Damn. That actually sounds incredible! There is something that needs to be pointed out though. The Raid was this very tight blitz of action, but its follow-up was a sprawling crime story. Some people really enjoyed this escalation, but others didn’t like it. And given the plot description above, you would think that a potential The Raid 3 would increase that sprawl. However, Evans actually claims that he was aiming for a lean 95-minutes, which he knows would not have been to the liking of some.

I definitely think it would have pissed off an awful lot of people. So maybe now they know what I had planned, people will be like, ‘You know what, don’t worry about The Raid 3, we’re good!

I’m one of those people that really enjoyed the escalation, and I’m not good though. Not because of a slimmed-down runtime, but because I really want to see this movie now. It sounds absolutely badass. So what happened though? Why didn’t Evans make The Raid 3 back then? Well, initially he planned to after working on Blister, an action production he spent 18-months of development time on only for it to fall apart. And it was that failure prompted him to switch gears for a bit.

Before I knew it, I was five years down the line, I’d made Apostle, we were starting to get production going on Gangs Of London. I couldn’t see myself going back out to make The Raid 3. My interests had moved on to other projects. You work with other people, you meet other people and want to work with them again, you want to try different things, you find a story that suddenly captures your attention and that’s the thing you want to do next. Things get offered to you that are hard to pass up on.

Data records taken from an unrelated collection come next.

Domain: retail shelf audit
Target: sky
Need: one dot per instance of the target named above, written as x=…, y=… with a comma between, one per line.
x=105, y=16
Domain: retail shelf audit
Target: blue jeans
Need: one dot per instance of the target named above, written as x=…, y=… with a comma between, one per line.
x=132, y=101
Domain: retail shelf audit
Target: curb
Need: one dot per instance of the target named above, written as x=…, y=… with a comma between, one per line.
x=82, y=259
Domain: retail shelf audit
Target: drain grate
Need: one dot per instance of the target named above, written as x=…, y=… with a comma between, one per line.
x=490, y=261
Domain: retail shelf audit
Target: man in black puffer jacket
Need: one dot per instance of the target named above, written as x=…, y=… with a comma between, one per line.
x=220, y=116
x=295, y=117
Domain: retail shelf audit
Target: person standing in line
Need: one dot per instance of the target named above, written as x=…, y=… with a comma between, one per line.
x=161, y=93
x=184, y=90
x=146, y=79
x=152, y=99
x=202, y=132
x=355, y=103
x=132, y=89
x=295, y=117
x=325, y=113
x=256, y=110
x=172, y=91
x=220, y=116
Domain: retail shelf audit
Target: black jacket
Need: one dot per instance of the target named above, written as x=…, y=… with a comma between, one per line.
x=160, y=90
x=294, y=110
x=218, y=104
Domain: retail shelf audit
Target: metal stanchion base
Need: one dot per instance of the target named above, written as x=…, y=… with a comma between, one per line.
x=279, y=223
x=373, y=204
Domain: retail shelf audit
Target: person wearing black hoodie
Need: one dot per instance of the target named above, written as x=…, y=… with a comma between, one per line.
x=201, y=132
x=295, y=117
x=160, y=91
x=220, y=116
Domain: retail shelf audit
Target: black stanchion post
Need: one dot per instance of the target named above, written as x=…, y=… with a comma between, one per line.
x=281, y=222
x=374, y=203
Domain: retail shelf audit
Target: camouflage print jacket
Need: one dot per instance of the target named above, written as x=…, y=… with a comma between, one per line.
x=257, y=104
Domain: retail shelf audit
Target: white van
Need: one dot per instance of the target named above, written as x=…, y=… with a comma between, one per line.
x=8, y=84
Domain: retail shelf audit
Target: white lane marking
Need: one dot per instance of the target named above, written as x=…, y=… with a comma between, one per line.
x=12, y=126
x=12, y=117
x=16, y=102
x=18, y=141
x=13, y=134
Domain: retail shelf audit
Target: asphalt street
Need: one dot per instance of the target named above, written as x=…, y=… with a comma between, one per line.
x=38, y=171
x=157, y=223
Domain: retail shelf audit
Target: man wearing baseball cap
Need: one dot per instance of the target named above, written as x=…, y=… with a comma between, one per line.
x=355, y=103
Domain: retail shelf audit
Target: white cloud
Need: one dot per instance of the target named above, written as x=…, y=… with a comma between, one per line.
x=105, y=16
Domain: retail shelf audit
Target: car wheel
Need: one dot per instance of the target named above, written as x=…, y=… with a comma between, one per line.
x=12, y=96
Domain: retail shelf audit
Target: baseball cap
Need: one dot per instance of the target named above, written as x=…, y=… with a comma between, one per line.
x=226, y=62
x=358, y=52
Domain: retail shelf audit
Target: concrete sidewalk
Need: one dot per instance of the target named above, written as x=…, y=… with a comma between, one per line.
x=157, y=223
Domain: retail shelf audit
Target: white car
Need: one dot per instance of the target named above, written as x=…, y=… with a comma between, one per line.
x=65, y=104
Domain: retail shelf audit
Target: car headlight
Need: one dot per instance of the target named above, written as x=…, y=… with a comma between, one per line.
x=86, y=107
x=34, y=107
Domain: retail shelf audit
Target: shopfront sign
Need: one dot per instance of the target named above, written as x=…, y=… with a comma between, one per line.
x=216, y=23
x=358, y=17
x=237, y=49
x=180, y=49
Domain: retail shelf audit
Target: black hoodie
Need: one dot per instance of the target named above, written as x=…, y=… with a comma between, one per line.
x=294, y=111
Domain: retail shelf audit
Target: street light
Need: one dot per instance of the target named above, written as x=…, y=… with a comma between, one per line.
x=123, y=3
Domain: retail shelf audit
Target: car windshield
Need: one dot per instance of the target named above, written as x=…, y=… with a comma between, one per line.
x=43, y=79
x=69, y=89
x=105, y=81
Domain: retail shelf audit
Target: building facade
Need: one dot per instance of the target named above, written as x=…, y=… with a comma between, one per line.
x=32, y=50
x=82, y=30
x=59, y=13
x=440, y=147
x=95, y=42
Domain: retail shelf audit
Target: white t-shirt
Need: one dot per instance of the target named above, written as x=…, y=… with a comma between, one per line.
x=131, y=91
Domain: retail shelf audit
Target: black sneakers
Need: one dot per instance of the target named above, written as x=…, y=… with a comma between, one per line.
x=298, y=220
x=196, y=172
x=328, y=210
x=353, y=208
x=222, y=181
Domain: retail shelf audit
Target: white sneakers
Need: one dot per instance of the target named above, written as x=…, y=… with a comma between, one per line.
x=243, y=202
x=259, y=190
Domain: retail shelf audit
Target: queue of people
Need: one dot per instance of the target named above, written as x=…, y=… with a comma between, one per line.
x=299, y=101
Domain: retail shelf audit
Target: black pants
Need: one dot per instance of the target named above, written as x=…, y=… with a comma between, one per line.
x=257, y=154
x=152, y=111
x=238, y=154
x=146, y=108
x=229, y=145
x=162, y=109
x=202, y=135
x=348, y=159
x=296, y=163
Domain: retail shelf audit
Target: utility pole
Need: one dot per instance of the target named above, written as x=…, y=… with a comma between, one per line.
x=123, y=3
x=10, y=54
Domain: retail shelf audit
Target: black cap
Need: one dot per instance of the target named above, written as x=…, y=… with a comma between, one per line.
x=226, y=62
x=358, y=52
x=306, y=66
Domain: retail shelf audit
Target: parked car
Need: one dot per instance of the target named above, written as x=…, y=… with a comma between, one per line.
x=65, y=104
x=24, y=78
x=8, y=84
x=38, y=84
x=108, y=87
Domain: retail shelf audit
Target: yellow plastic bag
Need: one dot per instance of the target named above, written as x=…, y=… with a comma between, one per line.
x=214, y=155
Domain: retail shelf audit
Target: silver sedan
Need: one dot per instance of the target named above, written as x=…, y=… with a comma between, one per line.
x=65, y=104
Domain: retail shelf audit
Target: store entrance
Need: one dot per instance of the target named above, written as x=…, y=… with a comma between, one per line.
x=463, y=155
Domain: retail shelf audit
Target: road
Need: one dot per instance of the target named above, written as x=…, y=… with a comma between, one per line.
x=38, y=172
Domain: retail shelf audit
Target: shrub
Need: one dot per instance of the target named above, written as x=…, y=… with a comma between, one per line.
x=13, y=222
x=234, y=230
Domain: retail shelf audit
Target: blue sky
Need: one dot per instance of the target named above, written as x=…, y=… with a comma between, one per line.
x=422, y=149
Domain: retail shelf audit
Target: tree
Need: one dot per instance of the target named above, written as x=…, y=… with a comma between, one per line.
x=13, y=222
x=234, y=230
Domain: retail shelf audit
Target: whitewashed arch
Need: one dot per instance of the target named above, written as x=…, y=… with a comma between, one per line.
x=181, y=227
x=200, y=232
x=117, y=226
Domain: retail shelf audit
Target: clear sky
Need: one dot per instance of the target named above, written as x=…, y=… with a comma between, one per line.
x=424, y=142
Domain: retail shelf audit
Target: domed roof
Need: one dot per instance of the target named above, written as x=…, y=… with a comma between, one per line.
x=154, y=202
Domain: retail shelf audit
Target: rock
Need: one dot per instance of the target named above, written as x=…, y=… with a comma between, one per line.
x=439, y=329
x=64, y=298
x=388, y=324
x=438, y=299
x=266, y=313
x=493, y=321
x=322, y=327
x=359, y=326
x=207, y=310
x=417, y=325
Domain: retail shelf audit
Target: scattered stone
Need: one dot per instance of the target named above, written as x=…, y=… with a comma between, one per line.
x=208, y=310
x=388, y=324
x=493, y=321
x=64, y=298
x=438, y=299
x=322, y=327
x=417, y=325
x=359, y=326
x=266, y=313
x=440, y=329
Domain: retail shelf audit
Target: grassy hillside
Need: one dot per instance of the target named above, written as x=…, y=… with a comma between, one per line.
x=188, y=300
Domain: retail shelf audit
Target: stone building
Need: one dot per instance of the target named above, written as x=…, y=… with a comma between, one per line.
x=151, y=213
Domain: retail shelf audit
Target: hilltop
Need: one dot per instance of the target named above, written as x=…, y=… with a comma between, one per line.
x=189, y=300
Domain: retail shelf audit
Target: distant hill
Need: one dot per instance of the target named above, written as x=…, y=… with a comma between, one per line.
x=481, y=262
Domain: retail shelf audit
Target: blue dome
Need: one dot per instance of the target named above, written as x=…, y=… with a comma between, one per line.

While I wasn’t as hot on Apostle (it’s good, but not great), my hype levels are currently through the roof for the upcoming Gangs of London. Yes, it’s nowhere close to being a stand-in for The Raid 3, but right now I’ll take any Gareth Evans magic that I can. And tonight, and probably a few more times for the foreseeable future, I’ll probably have very vivid and violent fanboy dreams about Japanese death squads in a jungle in Southeast Asia.